The Confused Deputy Problem (And How to Solve It)
Here’s a genuinely absurd but critical scenario. Let’s say your role has a trust policy that allows s3.amazonaws.com to assume it, so S3 can put objects into it for event notifications. What’s to stop another AWS customer, in their own account, from configuring their S3 bucket to send events to your S3-related role? That’s the “Confused Deputy” problem: your service (the deputy) gets tricked into using its power on behalf of a malicious actor.
The fix is elegant and non-negotiable: use the aws:SourceAccount condition.
{
"Version": "2012-10-17",
"Statement": [
{
"Effect": "Allow",
"Principal": {
"Service": "s3.amazonaws.com"
},
"Action": "sts:AssumeRole",
"Condition": {
"StringEquals": {
"aws:SourceAccount": "123456789012"
}
}
}
]
}
This condition says “Sure, S3 service, you can assume this role, but only if the API call you’re making on behalf of a bucket is for an event coming from my account (123456789012).” It slams the door shut on the confused deputy attack. You should be doing this for any service-linked role where cross-account shenanigans are possible.
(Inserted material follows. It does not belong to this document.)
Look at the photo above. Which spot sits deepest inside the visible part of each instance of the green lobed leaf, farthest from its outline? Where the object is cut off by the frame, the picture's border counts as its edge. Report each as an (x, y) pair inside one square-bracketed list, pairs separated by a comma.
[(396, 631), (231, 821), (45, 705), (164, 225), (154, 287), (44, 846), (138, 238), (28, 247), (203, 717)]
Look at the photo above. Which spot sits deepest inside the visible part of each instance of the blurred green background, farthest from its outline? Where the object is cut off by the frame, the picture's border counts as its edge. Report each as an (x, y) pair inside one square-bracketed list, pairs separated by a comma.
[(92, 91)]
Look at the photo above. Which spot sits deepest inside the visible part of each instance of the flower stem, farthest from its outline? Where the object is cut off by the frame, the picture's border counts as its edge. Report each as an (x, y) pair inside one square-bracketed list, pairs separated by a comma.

Common Pitfalls and Best Practices
- The Principal / Condition Mismatch: The most common facepalm moment. You specify a very narrow principal (like a specific user ARN) and then add a broad condition (like
aws:SourceIp). Remember, the principal must first be allowed to assume the role; the conditions are additional filters. If the principal isn’t in the list, the conditions are never even evaluated. - Assuming vs. Using a Role: I’ll say it again: the trust policy governs who can assume the role. The permission policy attached to the role governs what it can do after assumption. These are two completely separate policies with separate jobs. Don’t mix them up.
- Testing in the Real World: The IAM policy simulator is a great tool, but it doesn’t simulate the
AssumeRoleAPI call with all its context (like tags on the principal). The only way to truly test a complex trust policy is to actually try to assume the role from the principal you’re expecting. Get comfortable with theaws sts assume-rolecommand in the CLI. - Keep it Simple, Seriously: I’ve seen trust policies that are Rube Goldberg machines of nested conditions. If you can’t explain it to a colleague in 30 seconds, it’s probably too complex and a future-you will hate past-you when it breaks at 3 AM. Use the narrowest principal possible and add only the conditions you absolutely need. Your security posture (and your sanity) will thank you.